A cup of Tea really can perk you up.
Pastor Connis Mobley of the United Community Baptist Church was booted off the Democratic primary ballot in the race to fill the seat of term-limited Councilman Domenic Recchia (D–Coney Island) due to irregularities in his petition filing — but the candidate is continuing his campaign with some help from former Brooklyn Tea Party president Joseph Hayon.
To compete in the Sept. 10 Democratic primary, Mobley needed 450 signatures from registered Democrats in the district spanning Coney Island, Seagate, Gravesend, and Bensonhurst. The city Board of Elections said the pastor of the church at the corner of W. 27th Street and Mermaid Avenue submitted 766 — but it ruled that 425 of them were invalid. The agency suggested that Mobley’s team had collected signatures from people either not registered to vote, not registered as Democrats, or not registered in the district. The 341 remaining signatures left Mobley well short of qualifying to run for the Democratic line.
The minister acknowledged that some of those who collected signatures for him — mostly members of his congregation — had made mistakes in their eagerness to get him on the ballot.
“We understand that some of our petitioners did not follow the rules, we know that, but they were just doing their best to get signatures,” Mobley said.
But the aspiring politician said the blow to his campaign left him hungrier than ever to capture the seat — and spread his message of black community empowerment.
“I’m not giving in, I’m not giving up. I still want to run. This has just added fuel to the fire,” said Mobley. “In America, everyone has a right to run and discuss the issues.”
So the campaign turned to Hayon, an old friend and early donor. The one-time Republican challenger of Assemblyman Steve Cymbrowitz (D–Sheepshead Bay) recommended that the preacher collect another 450 voter signatures before Aug. 20 to run as an independent candidate in the general election in November — and even agreed to let Mobley run on his School Choice Party line.

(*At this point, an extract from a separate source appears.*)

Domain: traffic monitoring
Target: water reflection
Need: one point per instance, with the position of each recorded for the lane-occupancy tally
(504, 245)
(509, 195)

Hayon said he met with Mobley early in the campaign, and said the minister’s religious convictions and community ties appealed to him.
“I work with anybody regardless what they’re labeled as — as long as I believe that they will do what the people need, not what politicians need,” said Hayon. “He’s a pastor, and that means he wants to help people. That’s why he’s a pastor.”
And, even though Mobley is a registered Democrat, both his campaign manager and campaign spokesperson are Republicans — and argued that the pastor’s values and stand on social issues tilt rightward.
“Part of what we believe in is teaching people to be self-sufficient, not to rely on government programs, and that is conservative,” said spokeswoman Dana Monroe.
But while Hayon said he was happy to help Mobley get on the ballot, the conservative activist won’t be giving him his vote in November. The registered Republican said he decided to support Republican candidate Andy Sullivan after the fellow Tea Partier jumped into the race in May.
And Mobley’s campaign still faces another handicap — weak fundraising. As of the last campaign fiannce reporting deadline last month, the preacher has less than $670 in his campaign warchest, the smallest amount of any of the four Democratic contenders. The next-lowest total belongs to Assemblyman Bill Colton (D–Bensonhurst) aide Mark Treyger, who has more than $25,000 in the bank. Activist Todd Dobrin has almost $41,000 in his coffers, and former Council Speaker Christine Quinn staffer John Lisyanskiy has roughly $44,000.